政府 特定秘密保護法施行に向け,政令,運用基準を閣議決定

政府は,10月14日,特定秘密保護法施行令等の政令及び運用基準を閣議決定し,同法は12月10日に施行されることとなった。

運用基準は,特定秘密の指定,解除や適正評価の実施に関して統一的運用を図るため,法で策定が義務づけられている。これらの規定で具体化される運用の仕組みが,基本的人権の尊重等の実効性を確保できるものか注目されていた。政府は,2013年12月13日の同法公布後,施行に向けて有識者による情報保全諮問会議,政府委員による情報保護監視準備委員会等での検討,パブコメ等の手続きを重ねて,今回,閣議決定した。

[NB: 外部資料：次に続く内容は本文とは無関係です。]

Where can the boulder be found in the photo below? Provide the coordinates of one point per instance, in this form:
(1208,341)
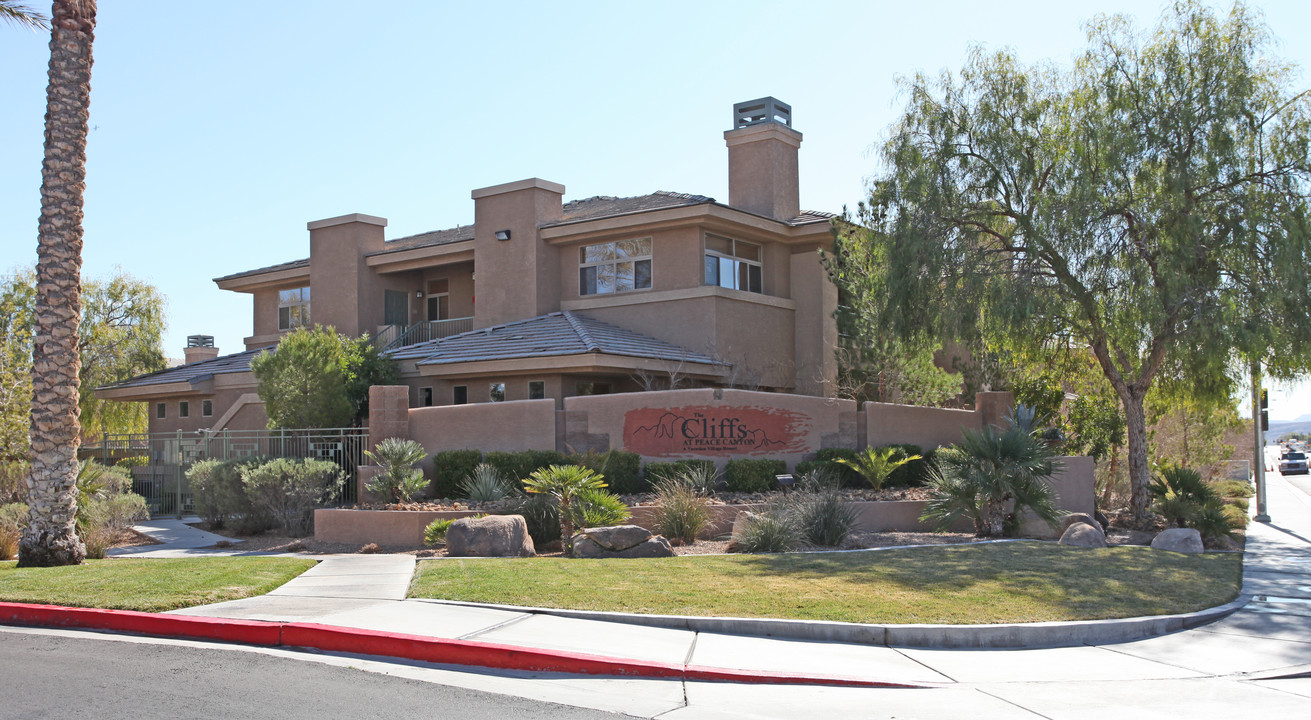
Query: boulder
(1082,534)
(654,546)
(1179,539)
(489,537)
(738,527)
(620,537)
(1073,518)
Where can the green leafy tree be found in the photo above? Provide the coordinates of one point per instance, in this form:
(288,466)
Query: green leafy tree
(1147,205)
(51,535)
(119,336)
(564,483)
(317,378)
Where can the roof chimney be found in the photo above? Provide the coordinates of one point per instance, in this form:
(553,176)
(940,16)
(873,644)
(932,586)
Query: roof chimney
(199,348)
(763,159)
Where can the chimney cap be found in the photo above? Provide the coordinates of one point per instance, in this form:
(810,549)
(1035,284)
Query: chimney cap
(757,112)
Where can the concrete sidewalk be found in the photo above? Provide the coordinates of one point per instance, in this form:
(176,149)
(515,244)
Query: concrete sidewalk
(1271,636)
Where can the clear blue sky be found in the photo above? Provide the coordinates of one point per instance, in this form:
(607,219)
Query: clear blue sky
(220,130)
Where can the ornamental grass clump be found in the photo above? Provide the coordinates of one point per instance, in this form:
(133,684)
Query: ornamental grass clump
(399,480)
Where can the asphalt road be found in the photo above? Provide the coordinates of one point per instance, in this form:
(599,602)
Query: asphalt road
(43,676)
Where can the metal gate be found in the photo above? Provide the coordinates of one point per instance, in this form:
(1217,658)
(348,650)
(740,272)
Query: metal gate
(159,460)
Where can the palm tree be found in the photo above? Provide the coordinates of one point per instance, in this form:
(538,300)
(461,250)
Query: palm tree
(22,15)
(51,533)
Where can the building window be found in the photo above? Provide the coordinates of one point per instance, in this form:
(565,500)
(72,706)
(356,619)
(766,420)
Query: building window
(293,308)
(591,388)
(615,266)
(732,264)
(439,299)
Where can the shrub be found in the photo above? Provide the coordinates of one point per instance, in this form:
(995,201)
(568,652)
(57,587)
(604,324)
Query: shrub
(753,476)
(877,464)
(13,518)
(435,531)
(564,483)
(484,484)
(291,489)
(105,517)
(821,514)
(623,470)
(450,467)
(775,530)
(666,471)
(683,510)
(518,466)
(399,480)
(597,508)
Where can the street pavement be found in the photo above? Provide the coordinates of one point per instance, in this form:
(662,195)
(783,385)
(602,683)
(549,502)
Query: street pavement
(1257,657)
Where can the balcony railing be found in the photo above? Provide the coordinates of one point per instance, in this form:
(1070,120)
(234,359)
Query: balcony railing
(404,336)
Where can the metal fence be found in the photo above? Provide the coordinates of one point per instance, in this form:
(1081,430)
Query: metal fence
(160,460)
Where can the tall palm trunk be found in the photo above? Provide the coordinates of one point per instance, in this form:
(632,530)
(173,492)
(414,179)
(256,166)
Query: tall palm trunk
(51,534)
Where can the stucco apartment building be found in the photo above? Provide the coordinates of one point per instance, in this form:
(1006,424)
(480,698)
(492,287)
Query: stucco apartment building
(546,299)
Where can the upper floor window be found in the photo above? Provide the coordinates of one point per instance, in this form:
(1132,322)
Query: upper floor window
(732,264)
(615,266)
(293,308)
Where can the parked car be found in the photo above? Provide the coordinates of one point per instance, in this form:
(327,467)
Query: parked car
(1293,463)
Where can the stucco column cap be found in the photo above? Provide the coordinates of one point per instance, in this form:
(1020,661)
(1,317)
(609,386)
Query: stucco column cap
(519,185)
(344,219)
(762,131)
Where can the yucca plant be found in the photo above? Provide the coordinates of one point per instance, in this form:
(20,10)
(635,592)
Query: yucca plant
(484,484)
(875,466)
(564,483)
(399,480)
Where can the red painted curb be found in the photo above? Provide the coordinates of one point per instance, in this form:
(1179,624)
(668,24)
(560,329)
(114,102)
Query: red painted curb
(251,632)
(395,644)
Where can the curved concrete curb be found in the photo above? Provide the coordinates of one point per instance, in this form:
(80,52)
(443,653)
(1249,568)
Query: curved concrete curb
(935,636)
(392,644)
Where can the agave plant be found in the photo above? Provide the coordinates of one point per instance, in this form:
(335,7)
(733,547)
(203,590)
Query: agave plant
(564,483)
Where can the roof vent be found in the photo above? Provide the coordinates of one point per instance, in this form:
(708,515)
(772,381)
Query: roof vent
(757,112)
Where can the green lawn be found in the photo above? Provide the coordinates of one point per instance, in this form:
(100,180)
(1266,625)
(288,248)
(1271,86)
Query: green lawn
(147,584)
(1002,582)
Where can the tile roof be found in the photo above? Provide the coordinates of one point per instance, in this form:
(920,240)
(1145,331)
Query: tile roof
(194,373)
(557,333)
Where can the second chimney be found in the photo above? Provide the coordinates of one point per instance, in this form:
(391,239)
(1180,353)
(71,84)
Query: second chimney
(763,159)
(199,348)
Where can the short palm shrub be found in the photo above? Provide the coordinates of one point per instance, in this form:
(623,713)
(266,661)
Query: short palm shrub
(290,489)
(564,483)
(753,476)
(597,508)
(877,464)
(822,516)
(13,518)
(435,531)
(775,530)
(683,508)
(990,475)
(450,467)
(485,484)
(399,480)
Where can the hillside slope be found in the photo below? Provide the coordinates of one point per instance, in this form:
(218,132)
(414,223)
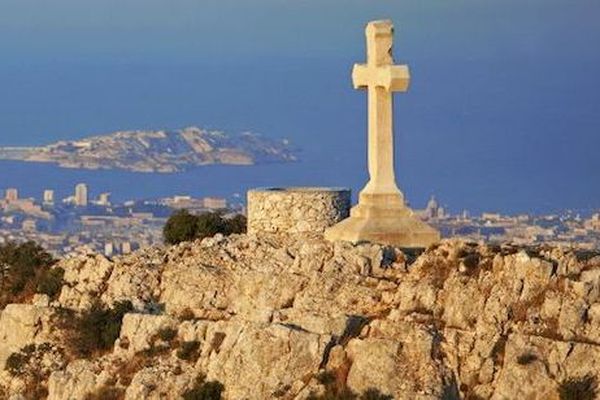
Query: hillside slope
(269,315)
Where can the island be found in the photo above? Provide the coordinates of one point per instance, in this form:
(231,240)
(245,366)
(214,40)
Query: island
(157,151)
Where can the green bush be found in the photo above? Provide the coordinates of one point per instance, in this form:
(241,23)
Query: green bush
(183,226)
(51,281)
(203,390)
(21,269)
(583,388)
(338,390)
(98,328)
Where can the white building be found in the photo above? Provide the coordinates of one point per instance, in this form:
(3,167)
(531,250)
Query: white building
(48,196)
(12,194)
(81,195)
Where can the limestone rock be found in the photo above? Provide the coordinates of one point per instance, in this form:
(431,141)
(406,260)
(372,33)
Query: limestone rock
(266,316)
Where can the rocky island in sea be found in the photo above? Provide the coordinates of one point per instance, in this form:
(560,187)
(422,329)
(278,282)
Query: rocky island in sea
(157,151)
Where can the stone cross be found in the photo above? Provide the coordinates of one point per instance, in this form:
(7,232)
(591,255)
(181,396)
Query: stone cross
(381,214)
(381,78)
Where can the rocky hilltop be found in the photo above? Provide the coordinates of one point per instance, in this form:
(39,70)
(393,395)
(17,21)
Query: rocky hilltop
(157,151)
(281,318)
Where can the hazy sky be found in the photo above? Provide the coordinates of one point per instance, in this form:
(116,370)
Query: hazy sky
(503,112)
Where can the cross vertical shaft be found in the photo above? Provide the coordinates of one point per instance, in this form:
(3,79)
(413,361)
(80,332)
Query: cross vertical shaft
(381,214)
(381,78)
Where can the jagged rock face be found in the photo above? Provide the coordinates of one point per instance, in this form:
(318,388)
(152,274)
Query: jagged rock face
(265,315)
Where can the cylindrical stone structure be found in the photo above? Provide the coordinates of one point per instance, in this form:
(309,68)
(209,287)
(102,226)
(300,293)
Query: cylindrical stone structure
(296,209)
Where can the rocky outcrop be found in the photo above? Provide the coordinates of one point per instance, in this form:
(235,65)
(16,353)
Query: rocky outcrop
(265,316)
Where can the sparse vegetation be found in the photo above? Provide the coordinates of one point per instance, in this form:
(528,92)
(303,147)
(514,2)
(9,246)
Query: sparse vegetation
(526,358)
(167,334)
(183,226)
(106,392)
(584,388)
(188,351)
(336,389)
(24,269)
(203,390)
(51,282)
(16,362)
(96,329)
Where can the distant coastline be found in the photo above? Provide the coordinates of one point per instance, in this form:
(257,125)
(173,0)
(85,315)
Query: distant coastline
(157,151)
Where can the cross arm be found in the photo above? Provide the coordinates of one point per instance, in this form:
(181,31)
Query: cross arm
(394,78)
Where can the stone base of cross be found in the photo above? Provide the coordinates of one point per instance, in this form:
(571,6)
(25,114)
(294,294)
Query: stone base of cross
(381,215)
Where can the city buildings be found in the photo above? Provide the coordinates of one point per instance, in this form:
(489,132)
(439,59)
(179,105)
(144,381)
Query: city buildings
(113,228)
(75,225)
(49,197)
(81,195)
(12,194)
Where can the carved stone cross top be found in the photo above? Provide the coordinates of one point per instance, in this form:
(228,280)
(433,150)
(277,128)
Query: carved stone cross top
(381,78)
(381,215)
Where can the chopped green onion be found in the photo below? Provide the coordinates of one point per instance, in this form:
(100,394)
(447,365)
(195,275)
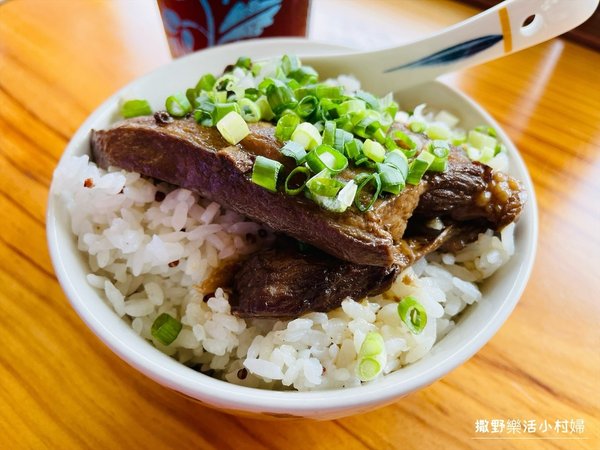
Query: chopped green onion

施行令では,秘密指定を行う行政機関の長を19に限定することなどが規定された。基準では,基本的考え方として,同法の規定の拡張解釈の禁止や基本的人権,報道・取材の自由の尊重を明記。特定秘密の対象の明確化に向けて,同法別表記載の事項をより具体的な細目として示すとともに,行政機関の法令違反の事実や隠ぺい目的の秘密指定の禁止等を規定する。また,制度の適正な運用確保に向けた,内閣保全監視委員会,内閣府独立公文書管理監等のチェック機構とその実施内容の規定,施行から5 年後の見直し検討などが規定される。

今回示された具体的な仕組みについて,民放連が報道委員長コメントとして,知る権利の尊重等を明記する点等で一定の評価をしつつも,チェックに当たる内閣府独立公文書管理監の権限など法の骨格となる部分に問題点が残ることを指摘する等,なお懸念が払しょくできていないとの声もある。